Tattenhall Hall is a country house standing to the south of the village of Tattenhall, Cheshire, England. The house is designated by English Heritage as a Grade II* listed building.

The house was built in the early part of the 17th century, before 1622, for Sir Richard Bostock. Sir J Bradshaw of Chester owned the house by 1666 and it later became a farmhouse.

The house was bought in 1856 by Robert Barbour who restored the house and commissioned Thomas Harrison to design gate piers and farm buildings. In the early 20th century the owners were the Cooke family. In 1994 the house, along with 4.5 acre of land, was bought by the Benfields and Jannie Hollins and Chris Evered.

==Architecture==

The house is constructed in brick with sandstone dressings and a Welsh slate roof, and is an early example of a brick building in Cheshire. The architectural style is Jacobean. It has an irregular H-shaped plan, in two and three storeys, with an entrance front of five bays. It contains two gables that are similar in style, but have difference in heights, suggesting that they were designed separately. Much of the interior of the building is from 1858; however, some of the Jacobean panelled window seats and wainscoting survive.

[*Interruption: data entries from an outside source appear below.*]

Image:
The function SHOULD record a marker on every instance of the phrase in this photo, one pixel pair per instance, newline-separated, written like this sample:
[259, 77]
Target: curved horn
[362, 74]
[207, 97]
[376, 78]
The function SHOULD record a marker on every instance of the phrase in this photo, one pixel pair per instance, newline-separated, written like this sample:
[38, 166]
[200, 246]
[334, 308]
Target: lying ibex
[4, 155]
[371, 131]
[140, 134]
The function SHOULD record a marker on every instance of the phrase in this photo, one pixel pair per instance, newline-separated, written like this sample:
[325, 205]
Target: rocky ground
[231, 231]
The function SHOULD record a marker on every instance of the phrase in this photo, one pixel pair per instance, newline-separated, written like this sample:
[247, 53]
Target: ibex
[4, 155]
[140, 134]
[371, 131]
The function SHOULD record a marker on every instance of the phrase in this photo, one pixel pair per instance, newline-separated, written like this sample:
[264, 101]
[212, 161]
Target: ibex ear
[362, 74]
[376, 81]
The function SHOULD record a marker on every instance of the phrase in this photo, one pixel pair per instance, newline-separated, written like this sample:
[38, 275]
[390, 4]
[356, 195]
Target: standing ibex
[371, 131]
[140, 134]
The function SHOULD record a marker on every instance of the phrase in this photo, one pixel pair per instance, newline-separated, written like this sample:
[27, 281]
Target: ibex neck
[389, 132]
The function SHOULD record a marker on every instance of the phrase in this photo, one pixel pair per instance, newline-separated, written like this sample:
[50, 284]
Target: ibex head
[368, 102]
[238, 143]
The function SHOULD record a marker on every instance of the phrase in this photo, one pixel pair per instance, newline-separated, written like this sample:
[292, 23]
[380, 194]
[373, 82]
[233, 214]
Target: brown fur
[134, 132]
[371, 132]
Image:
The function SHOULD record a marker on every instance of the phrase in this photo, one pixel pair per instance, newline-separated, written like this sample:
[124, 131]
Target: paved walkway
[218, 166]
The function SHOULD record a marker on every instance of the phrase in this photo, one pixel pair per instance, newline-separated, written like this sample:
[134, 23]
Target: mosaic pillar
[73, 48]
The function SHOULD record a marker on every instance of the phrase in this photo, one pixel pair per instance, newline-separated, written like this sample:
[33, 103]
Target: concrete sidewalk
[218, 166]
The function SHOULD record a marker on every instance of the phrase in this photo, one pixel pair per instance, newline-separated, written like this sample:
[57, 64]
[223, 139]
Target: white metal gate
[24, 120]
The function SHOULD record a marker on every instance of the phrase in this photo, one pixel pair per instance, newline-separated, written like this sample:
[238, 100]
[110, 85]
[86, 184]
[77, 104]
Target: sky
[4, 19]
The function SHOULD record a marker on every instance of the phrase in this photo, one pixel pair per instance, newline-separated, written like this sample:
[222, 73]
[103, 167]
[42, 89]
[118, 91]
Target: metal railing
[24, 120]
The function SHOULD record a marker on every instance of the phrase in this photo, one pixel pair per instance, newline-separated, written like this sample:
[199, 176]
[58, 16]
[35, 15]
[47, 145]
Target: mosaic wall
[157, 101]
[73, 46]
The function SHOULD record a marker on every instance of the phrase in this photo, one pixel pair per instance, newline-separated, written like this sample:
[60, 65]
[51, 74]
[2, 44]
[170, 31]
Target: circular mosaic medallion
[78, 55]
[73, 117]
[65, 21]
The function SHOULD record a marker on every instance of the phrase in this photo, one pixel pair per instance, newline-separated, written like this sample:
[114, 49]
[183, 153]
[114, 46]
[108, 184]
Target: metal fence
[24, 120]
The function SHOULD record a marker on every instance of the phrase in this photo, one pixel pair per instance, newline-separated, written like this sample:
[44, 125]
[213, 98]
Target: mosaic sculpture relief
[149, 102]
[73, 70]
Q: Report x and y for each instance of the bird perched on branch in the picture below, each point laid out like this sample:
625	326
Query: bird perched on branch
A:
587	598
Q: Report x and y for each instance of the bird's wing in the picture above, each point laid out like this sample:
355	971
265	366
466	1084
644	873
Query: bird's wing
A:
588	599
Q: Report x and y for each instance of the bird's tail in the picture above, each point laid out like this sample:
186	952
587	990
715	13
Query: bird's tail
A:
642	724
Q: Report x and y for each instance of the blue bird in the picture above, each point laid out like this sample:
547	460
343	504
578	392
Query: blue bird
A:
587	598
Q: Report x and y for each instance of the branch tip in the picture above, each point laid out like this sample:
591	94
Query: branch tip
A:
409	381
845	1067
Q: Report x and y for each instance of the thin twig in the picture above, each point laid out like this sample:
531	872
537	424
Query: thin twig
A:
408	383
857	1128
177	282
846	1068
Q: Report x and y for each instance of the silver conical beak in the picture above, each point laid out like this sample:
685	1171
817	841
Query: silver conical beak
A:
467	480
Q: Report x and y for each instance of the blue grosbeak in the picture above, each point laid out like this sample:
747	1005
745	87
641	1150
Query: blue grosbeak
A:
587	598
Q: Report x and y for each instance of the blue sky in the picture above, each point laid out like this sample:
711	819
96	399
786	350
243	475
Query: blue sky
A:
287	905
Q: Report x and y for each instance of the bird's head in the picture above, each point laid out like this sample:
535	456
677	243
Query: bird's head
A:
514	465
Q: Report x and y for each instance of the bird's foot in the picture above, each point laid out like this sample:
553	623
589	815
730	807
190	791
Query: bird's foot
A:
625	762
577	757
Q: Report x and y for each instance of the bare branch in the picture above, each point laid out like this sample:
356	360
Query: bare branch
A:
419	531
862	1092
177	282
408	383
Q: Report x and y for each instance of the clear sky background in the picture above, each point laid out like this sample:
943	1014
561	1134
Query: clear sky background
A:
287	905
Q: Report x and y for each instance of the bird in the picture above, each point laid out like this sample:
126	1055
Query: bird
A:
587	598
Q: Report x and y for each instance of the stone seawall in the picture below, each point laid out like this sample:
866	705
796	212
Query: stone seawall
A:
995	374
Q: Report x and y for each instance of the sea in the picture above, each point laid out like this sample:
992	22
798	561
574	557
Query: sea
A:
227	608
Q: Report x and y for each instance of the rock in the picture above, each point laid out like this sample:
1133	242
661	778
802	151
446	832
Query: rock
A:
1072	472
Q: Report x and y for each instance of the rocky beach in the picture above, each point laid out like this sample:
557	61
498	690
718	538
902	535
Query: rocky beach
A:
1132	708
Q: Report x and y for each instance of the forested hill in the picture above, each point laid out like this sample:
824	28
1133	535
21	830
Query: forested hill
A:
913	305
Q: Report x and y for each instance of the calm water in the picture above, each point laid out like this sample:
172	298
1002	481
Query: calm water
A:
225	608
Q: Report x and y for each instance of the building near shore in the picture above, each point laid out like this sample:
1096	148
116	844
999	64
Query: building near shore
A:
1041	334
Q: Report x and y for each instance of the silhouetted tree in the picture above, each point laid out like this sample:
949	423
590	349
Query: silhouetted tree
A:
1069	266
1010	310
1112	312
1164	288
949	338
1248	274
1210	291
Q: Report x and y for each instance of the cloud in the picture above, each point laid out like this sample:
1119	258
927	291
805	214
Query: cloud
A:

Associated with the hall are two structures listed at Grade II. The sandstone gate piers and wing walls were built probably in 1858 and designed by Thomas Harrison. The hay barn to the southeast of the hall was built in 1858 and was also designed by Harrison.

Since 1994 the gardens have been laid out and the pond dug out. Taking inspiration from the grounds at Great Dixter wild flower meadows have been created using plants such as Betonica officinalis.